Pushing away my studying meant that I could not think about failure for a good portion of my day. Pushing away the organic chemistry and general chemistry and biology and math meant that I didn’t have to think about the time crunch that is the DAT and the intenseness of it all. In some ways, I’m happy that I pushed it away but I’m also frustrated with myself for allowing fear to partly be the reason I lost my motivation and momentum. I literally sobbed after canceling my original DAT appointment. SOBBED! Were they tears of joy? Sadness? Relief? I feel like it was a bit of everything. I was happy in the sense that I had just allowed myself some room to breathe and I would now have more time to prepare. I was upset because I had already spent two-ish months preparing for this exam and I was feeling like I had just wasted the money that went into that preparation. I truly felt like a failure for not just taking it when I decided to take it originally.
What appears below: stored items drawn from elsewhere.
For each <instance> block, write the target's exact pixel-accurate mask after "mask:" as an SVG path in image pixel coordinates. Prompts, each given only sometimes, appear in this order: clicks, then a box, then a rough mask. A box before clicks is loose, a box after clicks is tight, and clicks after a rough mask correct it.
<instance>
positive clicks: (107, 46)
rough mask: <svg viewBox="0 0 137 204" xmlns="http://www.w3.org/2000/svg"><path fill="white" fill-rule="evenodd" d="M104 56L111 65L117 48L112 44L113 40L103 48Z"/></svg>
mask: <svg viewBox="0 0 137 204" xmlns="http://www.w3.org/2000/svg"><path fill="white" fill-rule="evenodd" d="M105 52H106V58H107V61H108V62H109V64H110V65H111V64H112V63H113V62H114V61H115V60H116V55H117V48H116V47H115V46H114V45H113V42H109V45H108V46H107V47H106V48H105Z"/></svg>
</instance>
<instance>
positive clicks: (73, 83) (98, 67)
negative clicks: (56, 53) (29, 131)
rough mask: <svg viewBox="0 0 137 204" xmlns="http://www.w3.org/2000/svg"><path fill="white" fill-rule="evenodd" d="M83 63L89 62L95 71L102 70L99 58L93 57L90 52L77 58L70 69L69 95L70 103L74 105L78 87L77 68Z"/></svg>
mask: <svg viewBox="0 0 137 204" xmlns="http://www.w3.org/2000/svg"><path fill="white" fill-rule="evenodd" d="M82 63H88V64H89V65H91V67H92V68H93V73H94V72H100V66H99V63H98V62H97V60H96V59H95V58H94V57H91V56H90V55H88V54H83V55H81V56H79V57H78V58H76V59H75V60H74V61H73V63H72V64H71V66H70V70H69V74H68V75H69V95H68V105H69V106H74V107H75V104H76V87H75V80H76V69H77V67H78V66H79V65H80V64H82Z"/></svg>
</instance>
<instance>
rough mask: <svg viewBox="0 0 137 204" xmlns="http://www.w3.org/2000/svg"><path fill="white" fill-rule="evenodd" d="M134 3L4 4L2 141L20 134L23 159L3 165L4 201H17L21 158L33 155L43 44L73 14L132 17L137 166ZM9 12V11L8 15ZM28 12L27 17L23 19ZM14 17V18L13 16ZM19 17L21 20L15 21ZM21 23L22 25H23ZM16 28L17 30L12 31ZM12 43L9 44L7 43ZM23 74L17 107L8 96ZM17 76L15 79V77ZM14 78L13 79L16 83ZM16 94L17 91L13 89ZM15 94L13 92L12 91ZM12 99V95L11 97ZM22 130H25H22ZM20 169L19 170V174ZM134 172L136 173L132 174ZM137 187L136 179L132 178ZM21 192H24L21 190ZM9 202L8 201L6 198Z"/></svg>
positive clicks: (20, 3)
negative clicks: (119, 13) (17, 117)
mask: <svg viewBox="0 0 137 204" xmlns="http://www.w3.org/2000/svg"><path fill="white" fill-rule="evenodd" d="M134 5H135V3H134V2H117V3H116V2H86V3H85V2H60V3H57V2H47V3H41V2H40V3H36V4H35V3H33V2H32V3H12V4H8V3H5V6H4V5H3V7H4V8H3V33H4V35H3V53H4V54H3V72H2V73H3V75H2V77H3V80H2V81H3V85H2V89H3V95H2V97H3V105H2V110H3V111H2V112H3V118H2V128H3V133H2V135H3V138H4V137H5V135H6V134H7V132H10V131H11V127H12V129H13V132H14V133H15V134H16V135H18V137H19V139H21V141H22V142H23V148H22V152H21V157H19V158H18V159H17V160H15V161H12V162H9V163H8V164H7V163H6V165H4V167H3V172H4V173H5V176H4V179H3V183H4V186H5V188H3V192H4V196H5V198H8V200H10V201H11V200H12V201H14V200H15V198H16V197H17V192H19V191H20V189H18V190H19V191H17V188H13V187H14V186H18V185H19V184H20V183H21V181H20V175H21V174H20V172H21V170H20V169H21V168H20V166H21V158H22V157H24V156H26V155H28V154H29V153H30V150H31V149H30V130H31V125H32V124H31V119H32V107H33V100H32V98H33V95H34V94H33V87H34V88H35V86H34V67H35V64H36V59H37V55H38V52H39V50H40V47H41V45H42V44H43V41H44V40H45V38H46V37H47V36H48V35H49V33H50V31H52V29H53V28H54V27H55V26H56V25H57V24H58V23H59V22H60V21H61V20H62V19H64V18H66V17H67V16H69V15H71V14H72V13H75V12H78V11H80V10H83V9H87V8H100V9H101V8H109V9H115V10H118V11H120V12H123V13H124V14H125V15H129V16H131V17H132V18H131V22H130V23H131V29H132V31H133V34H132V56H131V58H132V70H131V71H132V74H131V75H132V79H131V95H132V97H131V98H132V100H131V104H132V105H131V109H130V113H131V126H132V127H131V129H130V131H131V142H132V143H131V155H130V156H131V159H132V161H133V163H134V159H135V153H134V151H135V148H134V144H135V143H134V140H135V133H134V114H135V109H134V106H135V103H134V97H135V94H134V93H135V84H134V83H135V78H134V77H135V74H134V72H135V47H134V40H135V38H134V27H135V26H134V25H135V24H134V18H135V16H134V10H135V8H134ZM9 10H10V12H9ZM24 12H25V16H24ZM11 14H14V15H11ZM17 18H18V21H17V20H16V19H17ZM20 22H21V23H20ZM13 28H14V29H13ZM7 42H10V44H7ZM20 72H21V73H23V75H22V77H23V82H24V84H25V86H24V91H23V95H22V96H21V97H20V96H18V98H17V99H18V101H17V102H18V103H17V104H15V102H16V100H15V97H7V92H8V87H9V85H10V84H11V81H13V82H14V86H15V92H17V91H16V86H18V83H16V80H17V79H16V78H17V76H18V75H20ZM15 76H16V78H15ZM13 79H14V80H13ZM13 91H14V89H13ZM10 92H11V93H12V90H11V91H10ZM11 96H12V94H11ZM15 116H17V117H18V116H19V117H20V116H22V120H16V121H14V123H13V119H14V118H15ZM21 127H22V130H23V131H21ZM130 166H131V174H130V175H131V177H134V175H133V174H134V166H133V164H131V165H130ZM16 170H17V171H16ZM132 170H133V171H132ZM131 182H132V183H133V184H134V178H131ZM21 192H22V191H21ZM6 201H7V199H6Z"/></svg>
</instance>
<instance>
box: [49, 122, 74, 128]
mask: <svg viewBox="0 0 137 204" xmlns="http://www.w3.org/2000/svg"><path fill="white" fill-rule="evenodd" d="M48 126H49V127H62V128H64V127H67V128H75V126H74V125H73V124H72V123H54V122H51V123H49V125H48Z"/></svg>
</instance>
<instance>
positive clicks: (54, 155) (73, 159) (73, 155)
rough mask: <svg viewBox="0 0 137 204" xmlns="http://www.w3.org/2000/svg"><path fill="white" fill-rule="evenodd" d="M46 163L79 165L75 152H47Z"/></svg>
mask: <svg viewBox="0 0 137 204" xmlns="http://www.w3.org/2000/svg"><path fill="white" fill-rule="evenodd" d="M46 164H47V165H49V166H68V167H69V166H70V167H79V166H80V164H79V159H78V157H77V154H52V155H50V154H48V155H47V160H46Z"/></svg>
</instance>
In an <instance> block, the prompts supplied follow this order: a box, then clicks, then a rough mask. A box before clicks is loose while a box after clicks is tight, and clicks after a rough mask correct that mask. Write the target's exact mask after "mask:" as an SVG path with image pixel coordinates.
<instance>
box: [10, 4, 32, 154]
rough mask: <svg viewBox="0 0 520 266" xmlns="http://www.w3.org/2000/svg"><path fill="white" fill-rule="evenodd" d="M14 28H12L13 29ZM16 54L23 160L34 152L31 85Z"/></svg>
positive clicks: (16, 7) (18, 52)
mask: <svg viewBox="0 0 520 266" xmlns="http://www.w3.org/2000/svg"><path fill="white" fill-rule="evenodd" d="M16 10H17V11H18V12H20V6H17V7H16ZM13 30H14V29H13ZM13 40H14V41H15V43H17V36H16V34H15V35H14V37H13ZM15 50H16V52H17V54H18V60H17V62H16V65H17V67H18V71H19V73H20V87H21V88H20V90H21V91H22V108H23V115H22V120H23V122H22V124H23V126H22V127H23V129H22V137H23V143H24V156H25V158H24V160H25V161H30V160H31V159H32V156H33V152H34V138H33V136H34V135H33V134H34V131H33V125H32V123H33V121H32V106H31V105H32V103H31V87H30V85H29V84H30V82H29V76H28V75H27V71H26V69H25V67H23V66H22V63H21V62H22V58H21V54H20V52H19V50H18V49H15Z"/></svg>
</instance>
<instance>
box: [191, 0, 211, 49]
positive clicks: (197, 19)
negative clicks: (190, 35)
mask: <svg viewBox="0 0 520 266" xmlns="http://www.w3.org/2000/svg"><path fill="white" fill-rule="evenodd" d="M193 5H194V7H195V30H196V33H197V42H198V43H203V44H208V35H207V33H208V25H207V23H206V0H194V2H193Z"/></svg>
But then with that I also felt relief in knowing that my exam was no longer weeks away, but now months away again. I also knew that I wouldn’t burn myself out coming into this semester which was REALLY important to me considering my course load for this fall.
After some thinking, and hopefully good thinking, I decided to reschedule my exam to better prepare myself mentally and truly crush this DAT. School has always been intense, especially this past year and I know that dental school is only going to be more intense, and there is going to come a time when I can’t just reschedule something until I feel more confident in my knowledge and abilities and ready to deal with that something. I’m thankful though, that I have the opportunity to learn from my DAT journey leading up to now. As of right now, the current plan is to take the DAT over Thanksgiving break. That will give me plenty of time to be very settled into my upcoming coursework and it will also give me plenty of time (hopefully!) to find my confidence in the knowledge and skills that I’ve already built for the DAT and then also to polish up everything so that I absolutely destroy this exam.
Hopefully I’ve made the right choice and we’ll see how round two of my study extravaganza goes for this monster test. Have a good week everyone and don’t be too hard on yourselves! 🙂 See you next weekend.